Artistic Tamassia il noto marchio che arreda le case più belle del mondo, festeggia il mezzo secolo di attività. Il fondatore e capostipite dell'impero Ilario Tamassia, oggi affiancato dai nipoti Paolo, Pietro e Patrizia, si racconta in questa intervista esclusiva rilasciata al nostro magazine presentando il suo " regno": più che una show room una vera e propria wunderkammer contemporanea, dove lo stupore e la meraviglia accompagnano ogni visitatore della mostra.

Entusiasta, sensibile, amante del bello e della perfezione, collezionista di cose rare e preziose, Ilario Tamassia ha saputo imporre il proprio gusto come un vero e proprio artista dell'arredo e, supportato dalla grande comunicativa che lo rende unico nell'approccio con il cliente, ha creato dal nulla un vero e proprio stile dell'abitare paragonabile a quello dei famosi sarti nell'alta moda. L'affermazione durante il boom economico degli anni '70, dopodichè è stata sempre un "escalation" di notorietà. Tra i suoi clienti molti personaggi famosi dell'imprenditoria e dello spettacolo.


D. Ilario vogliamo ricordare gli inizi di questa attività che stai portando avanti con l'entusiasmo e la meticolosità che da sempre ti contraddistinguono?
R. Sì volentieri, posso parlare di me liberamente e partirò da lontano. Sono nato da una famiglia molto normale con un padre molto buono e di una onestà persino eccessiva che mi ha trasmesso tanti valori: questo mi fa sentire bene con tutti. Sono stato fin da bambino amante del bello e mi piaceva essere il più bravo; mi ricordo ancora la maestra delle elementari, la sig.a Angela Poletti. Ancora oggi la vado a trovare: è una persona speciale di una lucidità eccezionale. Si ricorda che durante la ricreazione non andavo a giocare con i miei coetanei, ma silenziosamente ascoltavo le conversazioni delle insegnanti. Sì, mi piaceva fin da piccolo ascoltare "le cose dei grandi" e anche adesso non sopporto i discorsi inutili. Amo i salotti dove si parla di arte, di economia e di cultura, dove scorre il tempo in un baleno, dove si può conoscere davvero le persone. Una delle caratteristiche principali fin da quando giovanissimo ho cominciato la mia attività prima a Modena, poi a Firenze: amare l'arte e pensare alle cose grandi, belle, irraggiungibili.
Nel mio profondo, anche se in modesta misura, ho sempre pensato di voler essere uno di quelli che lasciava una traccia di sé.
Frequentai in quel periodo una scuola d'arte che fece fiorire quel che già c'era in me.
Sono sempre stato molto pignolo (tipico del segno della Vergine ndr) da risultare persino antipatico a chi mi stava attorno, ma ho sempre voluto dare il massimo, con gioia ed entusiasmo.
Credo che questa perseveranza, questa tenacia, questo profondo desiderio di dare il meglio, mi faccia diverso da tutti coloro che fanno un lavoro solo per dovere...
D. Dì la verità... ancora oggi ti diverti ogni volta che hai la possibilità di sbizzarrirti nell'arredare una casa...
R. E' proprio vero.
ancora oggi metto tutta la stessa passione della prima volta.
Forse perché non sono una persona che vive nel passato, anzi tendo a dimenticare e per me il presente è la sola cosa importante dove trovo la gioia di offrire quello che posso come persona agli altri.

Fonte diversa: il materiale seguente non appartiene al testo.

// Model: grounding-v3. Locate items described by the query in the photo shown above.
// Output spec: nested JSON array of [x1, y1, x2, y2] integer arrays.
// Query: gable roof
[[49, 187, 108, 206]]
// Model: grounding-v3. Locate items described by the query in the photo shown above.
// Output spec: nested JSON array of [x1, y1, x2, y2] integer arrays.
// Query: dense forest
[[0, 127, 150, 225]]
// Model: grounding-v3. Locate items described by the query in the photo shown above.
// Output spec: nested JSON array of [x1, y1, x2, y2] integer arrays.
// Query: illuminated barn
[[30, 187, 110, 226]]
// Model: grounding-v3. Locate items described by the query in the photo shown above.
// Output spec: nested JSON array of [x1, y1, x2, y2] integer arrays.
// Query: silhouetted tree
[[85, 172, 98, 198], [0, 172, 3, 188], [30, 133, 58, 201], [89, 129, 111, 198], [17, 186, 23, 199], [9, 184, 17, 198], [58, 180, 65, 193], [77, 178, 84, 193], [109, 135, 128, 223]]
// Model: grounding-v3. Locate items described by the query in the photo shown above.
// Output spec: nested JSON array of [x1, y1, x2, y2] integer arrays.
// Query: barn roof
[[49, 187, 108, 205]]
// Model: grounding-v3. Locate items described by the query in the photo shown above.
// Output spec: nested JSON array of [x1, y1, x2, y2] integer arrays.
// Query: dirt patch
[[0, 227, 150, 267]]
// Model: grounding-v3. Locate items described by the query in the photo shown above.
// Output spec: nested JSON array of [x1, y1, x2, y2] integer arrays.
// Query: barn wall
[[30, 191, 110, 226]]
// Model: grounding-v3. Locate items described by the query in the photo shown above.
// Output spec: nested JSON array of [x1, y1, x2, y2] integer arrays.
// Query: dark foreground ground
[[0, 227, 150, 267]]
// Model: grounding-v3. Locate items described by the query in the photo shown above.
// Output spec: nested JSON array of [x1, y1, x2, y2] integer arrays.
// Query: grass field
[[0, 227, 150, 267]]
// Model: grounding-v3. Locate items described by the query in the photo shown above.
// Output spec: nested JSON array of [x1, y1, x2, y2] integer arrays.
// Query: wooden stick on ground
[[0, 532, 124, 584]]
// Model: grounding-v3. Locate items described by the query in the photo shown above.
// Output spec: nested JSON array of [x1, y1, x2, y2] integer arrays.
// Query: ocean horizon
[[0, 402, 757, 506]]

Mi viene spontaneo così; mi piace pensare che ognuno di noi è come una sorgente, più scorre, più l'acqua è limpida. Quindi mai tentennamenti, mai pensare troppo, mai indecisioni, mai rimuginamenti, mai e poi mai voler fare solo ciò che pensi, ma l'importante è saper ascoltare e fare il meglio di ciò che ti è richiesto. Penso che tutto ciò che non comprendiamo spesso venga da una nostra chiusura o meglio da un volerci imporre sugli altri.


D. Come pensi di festeggiare questo importante anniversario?
R. Sicuramente come prima cosa mi rivolgo al Padre Eterno ringraziandolo, poi farò scorrere i miei pensieri a tutti coloro che mi hanno dato fiducia e che mi hanno permesso di esprimermi con la mia fantasia spesso fuori dalle righe.(risata).


Poi sicuramente mi voglio regalare una visita ad una bella mostra d'arte moderna.Spesso si tende a visitare le mostre dei grandi del passato, ma io credo che anche oggi ci siano tanti grandi nel presente, ma purtroppo la nostra ignoranza non ce li fa scoprire.


D. Ti abbiamo paragonato ai famosi sarti dell'alta moda: abbiamo visto infatti nelle foto che hai scelto per questo speciale un arredo tutto color malva e indaco i colori in voga in questa stagione...
R. Come vedi ho scelto questo arredamento stravolgente nei colori, ma classico nella forma. Prova a pensare se questi tendaggi fossero in damasco tinta unita, sarebbero classicissimi. Penso invece che sia importante poter usare libertà nella scelta nei colori e nelle forme, pur rimanendo solidi alla nostra tradizione.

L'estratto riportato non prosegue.